Les neurosciences sont bien représentées avec les projets « Santé mentale » à Paris et « NeuroCap » en Rhône-Alpes. La santé mentale affecte 27 % des personnes au cours de leur vie (127 millions de personnes atteintes en Europe). Le réseau parisien doit structurer la psychiatrie française en se concentrant sur trois pathologies clefs : schizophrénie, troubles bipolaires et syndrome d'Asperger (une forme d'autisme). « Nous allons nous concentrer sur le diagnostic et la prise en charge », indique le professeur Marion Leboyer.
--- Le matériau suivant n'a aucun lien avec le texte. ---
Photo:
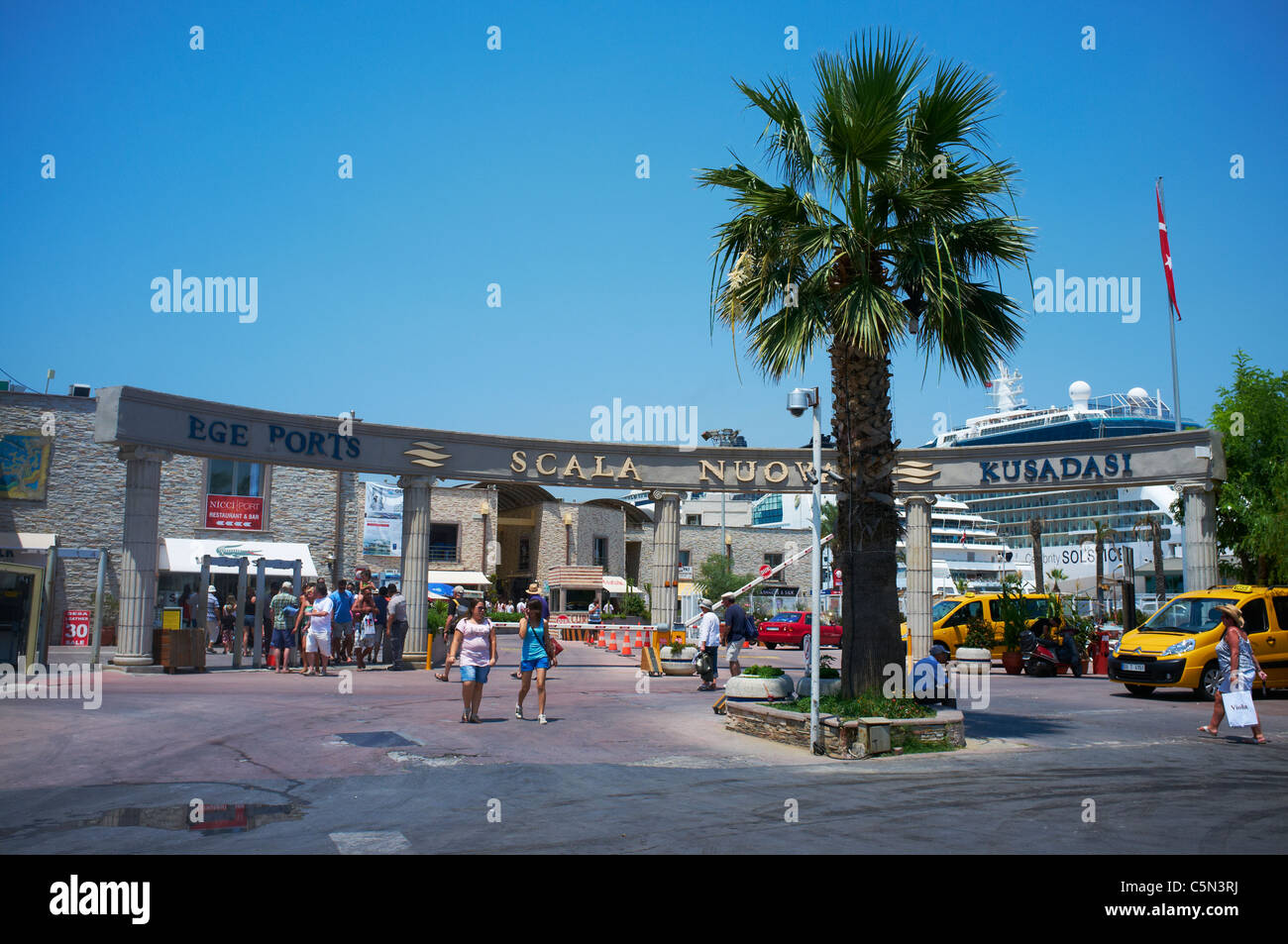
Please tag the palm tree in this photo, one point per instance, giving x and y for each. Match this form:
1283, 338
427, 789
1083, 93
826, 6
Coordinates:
884, 230
1103, 533
1154, 527
1035, 533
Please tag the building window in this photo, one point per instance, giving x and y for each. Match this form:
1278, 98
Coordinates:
442, 544
235, 494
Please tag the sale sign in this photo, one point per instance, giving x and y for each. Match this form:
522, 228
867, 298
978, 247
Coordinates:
235, 511
76, 626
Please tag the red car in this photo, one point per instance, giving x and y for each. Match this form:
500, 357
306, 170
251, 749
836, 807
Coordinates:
791, 627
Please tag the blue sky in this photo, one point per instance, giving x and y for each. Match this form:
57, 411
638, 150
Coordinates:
518, 167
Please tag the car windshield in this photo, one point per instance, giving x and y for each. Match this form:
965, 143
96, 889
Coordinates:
943, 608
1193, 614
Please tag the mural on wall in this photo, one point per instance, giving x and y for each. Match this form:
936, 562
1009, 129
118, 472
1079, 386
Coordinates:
24, 465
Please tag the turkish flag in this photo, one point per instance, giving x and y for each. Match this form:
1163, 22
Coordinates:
1166, 250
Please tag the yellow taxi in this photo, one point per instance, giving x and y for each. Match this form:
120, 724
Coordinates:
1176, 647
952, 614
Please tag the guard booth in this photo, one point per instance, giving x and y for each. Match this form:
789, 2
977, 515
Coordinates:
21, 597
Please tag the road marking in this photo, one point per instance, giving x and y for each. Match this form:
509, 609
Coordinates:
370, 842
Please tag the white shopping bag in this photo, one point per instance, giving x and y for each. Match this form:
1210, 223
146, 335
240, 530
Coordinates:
1237, 708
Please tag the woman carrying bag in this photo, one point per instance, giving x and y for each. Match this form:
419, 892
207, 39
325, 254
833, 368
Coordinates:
1237, 665
536, 655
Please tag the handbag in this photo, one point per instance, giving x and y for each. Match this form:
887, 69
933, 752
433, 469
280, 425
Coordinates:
1237, 707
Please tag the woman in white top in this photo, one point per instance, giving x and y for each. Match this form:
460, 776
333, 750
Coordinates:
475, 640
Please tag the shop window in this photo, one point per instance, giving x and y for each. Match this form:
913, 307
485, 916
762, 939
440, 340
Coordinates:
235, 494
442, 544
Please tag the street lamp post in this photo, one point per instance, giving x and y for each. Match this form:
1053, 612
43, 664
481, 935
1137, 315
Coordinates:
798, 402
NeuroCap regroupe des équipes de neurologues de Lyon, Grenoble et Clermont-Ferrand. Il est orienté sur d'autres maladies du système nerveux central : épilepsie, sclérose en plaques (et maladies de la myéline) et Parkinson. Près de 400 chercheurs venant de divers horizons (Inserm, CEA, CHU et universités) sont associés à cette organisation chargée d'élucider les handicaps neuronaux. Le jury a également retenu le centre parisien Imagine à l'hôpital Necker-Enfants Malades. Cette mobilisation de moyens doit déboucher sur la construction d'un bâtiment dédié à l'accueil et aux soins des enfants touchés par des altérations génétiques graves. « Notre ambition est de découvrir les gènes responsables et de mettre au point des thérapies et des techniques de diagnostic pour ces maladies qui touchent près de 30.000 personnes par an », explique le généticien Arnold Munnich.